I have owned several of them starting out with the LAR Grizzly and it was an extremely accurate rifle, just did not care for the shellholder bolt design.
Ended up with the Armalite AR-50. I really like the AR-50. Reasonably priced, with taylored loads tends to be very accurate but you need match grade handloads. Surplus ammo is fine for plinking but will not get you fine accuracy, its not made to.
One great aspect about the AR-50 is that its easily rebarreled, just like any conventional bolt action rifle, to get a new barrel put on or accurize the receiver, its no different then any other rifle. In fact my last AR-50, I rebarreled to my 510 AM with a Heavy Lilja fluted barrel. It was easily a 1/2 moa rifle at 1000 yards in good conditions when I was on top of my game.
I sold that rifle but just purchased another AR-50 and will rebarrel that one with a lighter, fluted sporter weight Lilja for a rifle in the 35 lb range, instead of 45 lbs that my last one scaled out at.
As far as cost in loading, lets be honest here. If you shoot a 338-378 Wby, your going to pay $50 for 20 brass and if you shoot a premium bullet, you will often pay $1 to $2 per bullet. Powder will be around 120 grains of powder depending on what powder you use.

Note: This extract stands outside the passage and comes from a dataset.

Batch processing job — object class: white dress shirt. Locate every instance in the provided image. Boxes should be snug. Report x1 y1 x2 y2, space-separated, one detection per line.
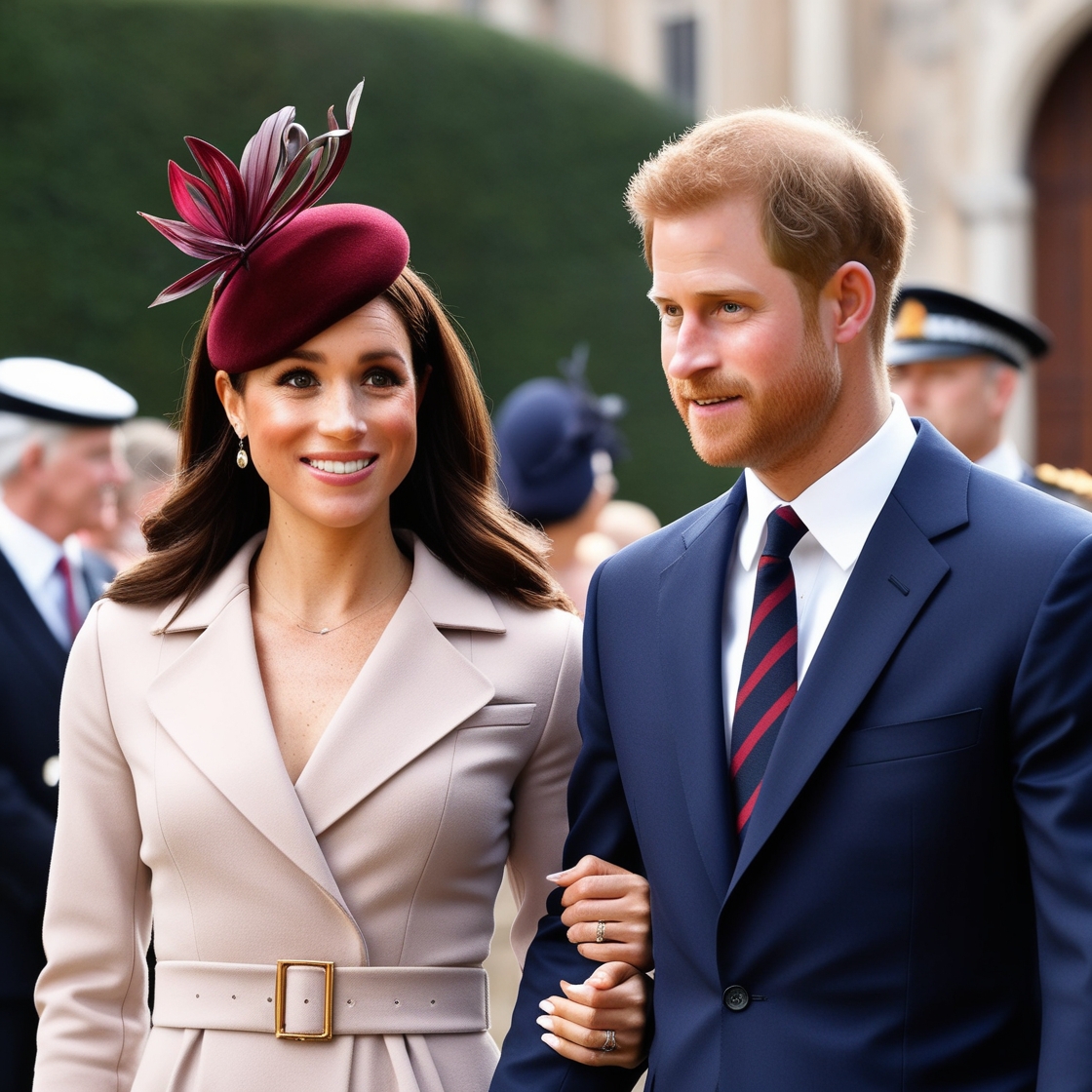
0 501 91 648
979 440 1025 482
722 395 917 750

You can get virgin brass for the 50 for around $1.5 to $2 each so its even cheaper then the Wby brass or Lapua for that matter. Another point, you will never wear out a 50 BMG case if you load it properly and anneal the necks every 5-6 firings.

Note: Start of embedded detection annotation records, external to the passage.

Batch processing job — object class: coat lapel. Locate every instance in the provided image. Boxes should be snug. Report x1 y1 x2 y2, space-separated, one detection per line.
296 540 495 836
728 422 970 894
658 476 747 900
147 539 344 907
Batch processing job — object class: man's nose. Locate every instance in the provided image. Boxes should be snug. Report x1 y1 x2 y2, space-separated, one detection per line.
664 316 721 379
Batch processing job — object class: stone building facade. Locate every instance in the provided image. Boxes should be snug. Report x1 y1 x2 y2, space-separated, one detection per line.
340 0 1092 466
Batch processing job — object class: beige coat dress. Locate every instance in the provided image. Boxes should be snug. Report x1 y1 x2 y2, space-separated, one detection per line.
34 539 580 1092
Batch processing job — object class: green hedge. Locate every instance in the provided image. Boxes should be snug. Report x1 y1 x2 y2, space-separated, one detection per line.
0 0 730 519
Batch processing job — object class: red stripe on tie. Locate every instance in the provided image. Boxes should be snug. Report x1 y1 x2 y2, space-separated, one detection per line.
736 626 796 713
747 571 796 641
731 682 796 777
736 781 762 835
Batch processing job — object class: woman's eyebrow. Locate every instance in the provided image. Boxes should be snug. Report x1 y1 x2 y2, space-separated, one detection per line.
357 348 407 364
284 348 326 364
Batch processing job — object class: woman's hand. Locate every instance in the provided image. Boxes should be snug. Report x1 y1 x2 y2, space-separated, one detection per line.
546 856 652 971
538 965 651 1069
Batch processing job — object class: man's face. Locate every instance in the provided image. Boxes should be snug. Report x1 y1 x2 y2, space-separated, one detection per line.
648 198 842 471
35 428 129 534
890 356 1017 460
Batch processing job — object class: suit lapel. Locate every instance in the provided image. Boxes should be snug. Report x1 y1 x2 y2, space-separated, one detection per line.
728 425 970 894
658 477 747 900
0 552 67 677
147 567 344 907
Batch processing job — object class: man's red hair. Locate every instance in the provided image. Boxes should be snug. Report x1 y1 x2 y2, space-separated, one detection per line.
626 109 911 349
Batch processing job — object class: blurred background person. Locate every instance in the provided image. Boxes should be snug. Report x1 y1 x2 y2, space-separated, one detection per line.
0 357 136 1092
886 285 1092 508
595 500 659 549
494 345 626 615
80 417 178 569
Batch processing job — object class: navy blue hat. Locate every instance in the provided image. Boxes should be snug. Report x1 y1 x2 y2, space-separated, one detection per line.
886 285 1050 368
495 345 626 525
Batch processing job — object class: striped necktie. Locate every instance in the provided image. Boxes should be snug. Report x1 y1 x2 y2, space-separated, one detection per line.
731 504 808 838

The bullets do cost more for the 50 BMG. The 750 gr A-Max will run you from just under to just over $2 a piece depending where you get them.

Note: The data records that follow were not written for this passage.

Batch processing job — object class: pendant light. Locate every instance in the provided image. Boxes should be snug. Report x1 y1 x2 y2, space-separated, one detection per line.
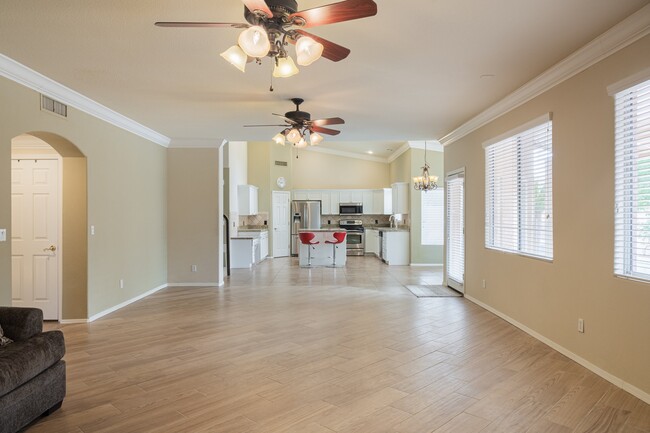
413 140 438 192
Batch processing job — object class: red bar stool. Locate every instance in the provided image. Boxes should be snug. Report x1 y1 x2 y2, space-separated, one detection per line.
298 232 320 266
325 232 347 267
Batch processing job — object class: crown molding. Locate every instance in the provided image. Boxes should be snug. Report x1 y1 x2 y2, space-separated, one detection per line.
0 54 171 147
439 5 650 146
294 146 389 164
168 138 227 149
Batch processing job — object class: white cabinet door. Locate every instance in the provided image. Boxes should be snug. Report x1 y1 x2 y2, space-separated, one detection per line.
361 189 376 215
293 191 307 200
330 191 341 215
237 185 258 215
321 191 332 215
391 182 410 214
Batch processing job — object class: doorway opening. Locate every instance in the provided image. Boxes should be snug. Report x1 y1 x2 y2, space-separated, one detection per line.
11 132 88 322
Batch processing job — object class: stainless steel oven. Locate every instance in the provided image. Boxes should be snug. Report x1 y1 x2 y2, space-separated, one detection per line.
339 220 366 256
339 203 363 215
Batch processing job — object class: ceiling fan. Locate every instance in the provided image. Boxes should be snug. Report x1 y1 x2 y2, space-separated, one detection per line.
155 0 377 78
244 98 345 147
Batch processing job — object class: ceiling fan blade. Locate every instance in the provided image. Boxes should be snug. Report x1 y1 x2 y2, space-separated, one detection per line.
311 126 341 135
291 30 350 62
311 117 345 126
244 125 287 128
288 0 377 28
241 0 273 18
155 21 250 28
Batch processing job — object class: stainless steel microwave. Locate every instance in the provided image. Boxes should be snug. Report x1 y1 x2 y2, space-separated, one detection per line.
339 203 363 215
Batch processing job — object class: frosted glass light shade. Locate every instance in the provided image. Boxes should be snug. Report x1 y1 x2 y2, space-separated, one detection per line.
238 26 271 58
221 45 248 72
273 132 285 146
309 132 324 146
273 56 300 78
287 128 302 144
296 36 324 66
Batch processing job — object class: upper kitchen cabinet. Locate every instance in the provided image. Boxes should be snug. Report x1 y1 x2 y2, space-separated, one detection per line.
372 188 393 215
237 185 259 215
391 182 410 214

Powder is alot more in volume but often about 1/2 the price if you use surplus powder.
Per round, yes they are more then most high intensity conventional chamberings but realize your producing at least 2 to 3 times more energy them most conventional chamberings, even the largest ones.
I once figured out my cost per round for my 50 BMG and for practice ammo, it came out to around $2 each using surplus(new) brass, surplus powder and surplus AP projos. This is not overly accurate ammo but it sure makes gravel at 600-800 yards!!!
My match ammo was around $5 each. Now this is including brass cost. Once that is paid for its much less then that.
You need dies and a press that will work with the big 50, that is easy, RCBS has packages for the 50 BMG loading as does Hornady. Both work fine for starting out.
Ballistically, the 50 BMG is not overly impressive as far as drop goes, in fact, a 190 gr SMK out of a 300 Win Mag will match the 50 BMGs trajectory nearly to the nuts. It does have alot less windage and a ton more energy, well, several tons more!!! LOL
Owning a 50 BMG is not all about ballistics, its mainly about owning a 1/2" gun and as mentioned, its just alot of fun. I have never had anyone come off one of my 50 cal rifles without having a big smile on their face after throwing 12-14,000 ft/lbs of energy down range!!!
For the money, the AR-50 is hard to beat.